Today, I have acquired a new book. Another opiate to escape reality with, my means of withdrawal and numb indifference. The book is 'Water ship Down." I've wanted to read it for years but never really had a chance. I read, as selfish as it is, to escape reality. People always seem to ask me how I can immerse myself in books, art, writing. People herald me as some unique thing, because I do these. But the true question stands, how can I not? Reality and I are not on the slightest friendly terms. I have built around myself, my friends, all those I love, this artificial reality. It keeps the close, but not close enough to hurt me, but far enough away, that if they do, it'll be quick and nearly painless.

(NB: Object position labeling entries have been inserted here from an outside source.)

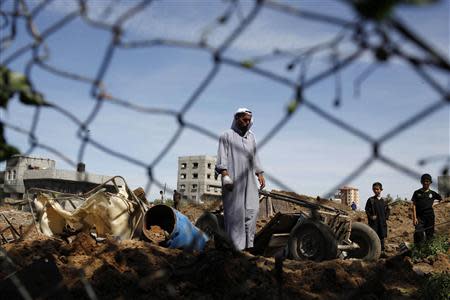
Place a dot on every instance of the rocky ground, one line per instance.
(109, 269)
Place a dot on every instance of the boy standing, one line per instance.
(377, 212)
(423, 213)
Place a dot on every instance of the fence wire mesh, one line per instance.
(367, 35)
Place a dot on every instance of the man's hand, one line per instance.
(262, 181)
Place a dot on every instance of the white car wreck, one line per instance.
(109, 209)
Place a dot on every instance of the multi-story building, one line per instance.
(348, 195)
(24, 172)
(196, 181)
(444, 185)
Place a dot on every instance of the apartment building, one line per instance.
(196, 180)
(24, 172)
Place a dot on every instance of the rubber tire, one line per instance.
(208, 223)
(319, 234)
(368, 241)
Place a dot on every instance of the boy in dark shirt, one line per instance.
(377, 212)
(423, 213)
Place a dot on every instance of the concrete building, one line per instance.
(24, 172)
(444, 186)
(348, 195)
(196, 180)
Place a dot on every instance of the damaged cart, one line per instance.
(322, 233)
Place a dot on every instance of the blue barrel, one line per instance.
(183, 234)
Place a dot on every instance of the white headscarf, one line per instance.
(240, 111)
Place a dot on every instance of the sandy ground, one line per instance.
(143, 270)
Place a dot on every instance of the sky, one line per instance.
(308, 154)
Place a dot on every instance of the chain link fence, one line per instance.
(376, 33)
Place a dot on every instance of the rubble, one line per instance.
(141, 270)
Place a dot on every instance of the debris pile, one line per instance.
(141, 270)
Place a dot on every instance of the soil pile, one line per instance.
(141, 270)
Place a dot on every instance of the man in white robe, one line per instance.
(239, 165)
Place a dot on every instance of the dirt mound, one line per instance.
(137, 269)
(142, 270)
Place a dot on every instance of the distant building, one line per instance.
(444, 185)
(196, 180)
(24, 172)
(348, 195)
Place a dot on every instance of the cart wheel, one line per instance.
(208, 223)
(312, 240)
(367, 240)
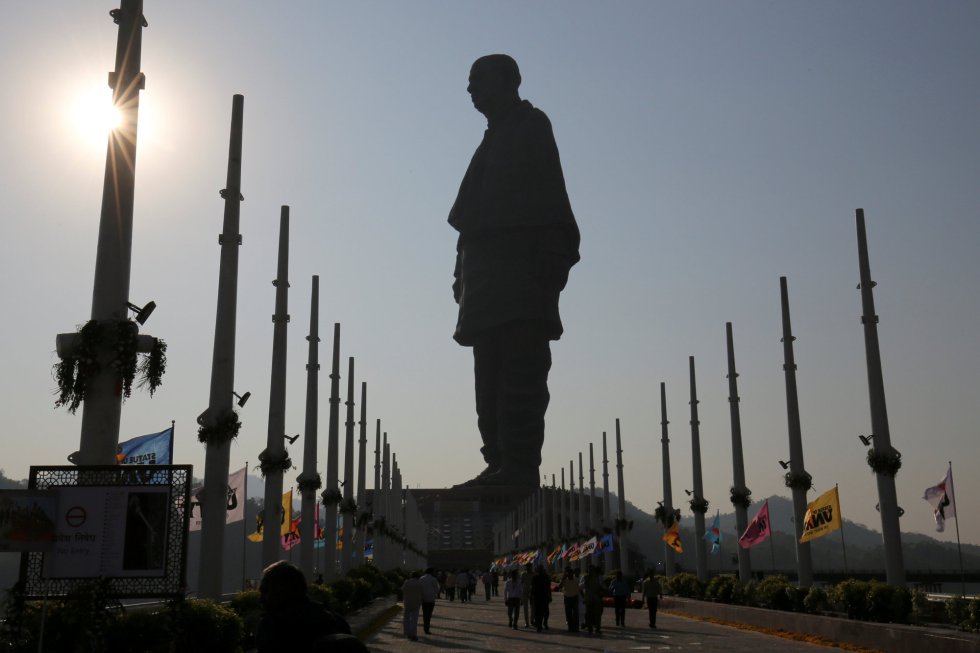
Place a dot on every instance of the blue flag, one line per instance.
(713, 534)
(151, 449)
(606, 544)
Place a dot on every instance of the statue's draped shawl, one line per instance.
(517, 234)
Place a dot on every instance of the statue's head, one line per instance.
(493, 84)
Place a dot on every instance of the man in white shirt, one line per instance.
(430, 591)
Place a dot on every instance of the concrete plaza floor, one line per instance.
(482, 626)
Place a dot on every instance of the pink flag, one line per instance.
(758, 529)
(291, 539)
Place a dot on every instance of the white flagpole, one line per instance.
(956, 516)
(842, 548)
(244, 526)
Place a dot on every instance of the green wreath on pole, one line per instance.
(74, 372)
(224, 429)
(886, 462)
(698, 504)
(798, 481)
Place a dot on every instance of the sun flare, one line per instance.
(94, 116)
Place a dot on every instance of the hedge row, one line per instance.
(863, 600)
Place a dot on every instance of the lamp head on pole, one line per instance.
(142, 314)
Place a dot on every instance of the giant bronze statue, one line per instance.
(517, 241)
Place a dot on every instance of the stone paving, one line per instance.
(481, 626)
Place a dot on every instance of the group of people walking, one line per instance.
(528, 593)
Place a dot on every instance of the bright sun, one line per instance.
(94, 116)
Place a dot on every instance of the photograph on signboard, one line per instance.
(27, 520)
(128, 526)
(145, 535)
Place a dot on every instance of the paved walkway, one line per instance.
(482, 626)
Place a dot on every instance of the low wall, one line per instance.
(891, 638)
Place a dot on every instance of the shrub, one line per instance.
(143, 631)
(360, 594)
(745, 593)
(900, 606)
(721, 589)
(816, 601)
(342, 590)
(921, 608)
(686, 585)
(775, 592)
(956, 610)
(852, 594)
(973, 616)
(203, 625)
(248, 607)
(324, 595)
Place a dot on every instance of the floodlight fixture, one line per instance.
(142, 314)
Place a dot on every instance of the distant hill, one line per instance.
(11, 484)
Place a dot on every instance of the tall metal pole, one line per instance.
(275, 457)
(606, 513)
(309, 481)
(380, 539)
(377, 465)
(582, 518)
(102, 407)
(698, 505)
(623, 538)
(741, 495)
(347, 540)
(565, 530)
(887, 498)
(798, 473)
(331, 491)
(593, 519)
(362, 471)
(668, 496)
(214, 496)
(555, 529)
(573, 514)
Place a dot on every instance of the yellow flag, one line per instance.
(286, 516)
(257, 535)
(673, 538)
(287, 509)
(822, 516)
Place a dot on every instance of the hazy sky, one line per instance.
(709, 148)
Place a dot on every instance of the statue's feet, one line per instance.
(510, 477)
(480, 479)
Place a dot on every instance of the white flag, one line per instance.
(940, 497)
(235, 498)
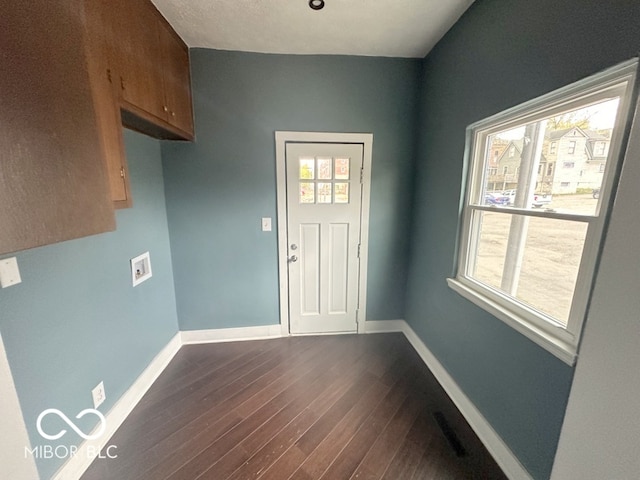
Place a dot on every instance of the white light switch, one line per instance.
(9, 272)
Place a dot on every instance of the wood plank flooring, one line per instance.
(301, 408)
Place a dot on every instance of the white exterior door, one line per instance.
(324, 198)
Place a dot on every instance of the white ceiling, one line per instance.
(386, 28)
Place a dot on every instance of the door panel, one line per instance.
(323, 233)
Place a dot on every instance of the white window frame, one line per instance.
(541, 328)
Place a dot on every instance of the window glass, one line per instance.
(534, 213)
(565, 188)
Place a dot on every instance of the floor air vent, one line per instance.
(449, 434)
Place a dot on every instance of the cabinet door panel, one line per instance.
(52, 178)
(177, 79)
(106, 101)
(136, 54)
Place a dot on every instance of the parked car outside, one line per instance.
(537, 199)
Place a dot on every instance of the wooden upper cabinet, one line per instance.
(106, 103)
(150, 66)
(177, 80)
(137, 56)
(140, 78)
(53, 184)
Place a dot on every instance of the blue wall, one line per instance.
(76, 320)
(218, 188)
(498, 55)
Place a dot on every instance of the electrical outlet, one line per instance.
(98, 395)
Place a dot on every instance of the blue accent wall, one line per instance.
(498, 55)
(75, 319)
(219, 187)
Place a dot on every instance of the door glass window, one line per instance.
(342, 169)
(307, 168)
(324, 192)
(307, 192)
(324, 169)
(341, 193)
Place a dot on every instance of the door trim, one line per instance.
(284, 137)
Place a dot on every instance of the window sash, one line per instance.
(615, 82)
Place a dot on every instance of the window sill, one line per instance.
(552, 343)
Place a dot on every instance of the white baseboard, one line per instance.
(499, 450)
(504, 457)
(230, 334)
(80, 462)
(384, 326)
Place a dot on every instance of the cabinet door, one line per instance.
(136, 54)
(53, 184)
(106, 101)
(177, 79)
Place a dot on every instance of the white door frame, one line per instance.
(366, 139)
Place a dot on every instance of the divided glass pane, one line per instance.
(307, 192)
(341, 193)
(307, 168)
(544, 275)
(324, 192)
(324, 169)
(557, 163)
(342, 169)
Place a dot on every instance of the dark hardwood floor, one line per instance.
(330, 407)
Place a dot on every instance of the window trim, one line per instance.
(561, 341)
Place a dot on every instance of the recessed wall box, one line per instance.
(9, 272)
(140, 268)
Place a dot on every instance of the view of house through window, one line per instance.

I'm spineless, some might think, but I've never been proven wrong. Those who get to close, always hurt the most. Huh, sounds like a song lyric, I such a loser.
I truly do hate most people, not hate, like I know them as individuals, or as important beings, but hate, as a mass. Humanity is a massive annoyance. The only person I've ever let in, well, he's all I've got. But he's an hour away, and tends to be very cold, without intention. In one week, well two, of pure teen-aged drama, which I wasn't truly involved in, I feel like I've lost all my friends. I'd rather be numbed, not feel. It's like my books are all I have left, my only friends.
Whatever I feel, whatever I need, there's a book that I can get away from it with. The more I read, the more I feel like it'll all just disappear. It's really like a drug, a never-ending hunger. I'm addicted to the arts....to my thirst for the other world.
And no, this isn't just some emo rant. I really talk and think like this...Why does it matter? Who the hell is really gonna read this junk?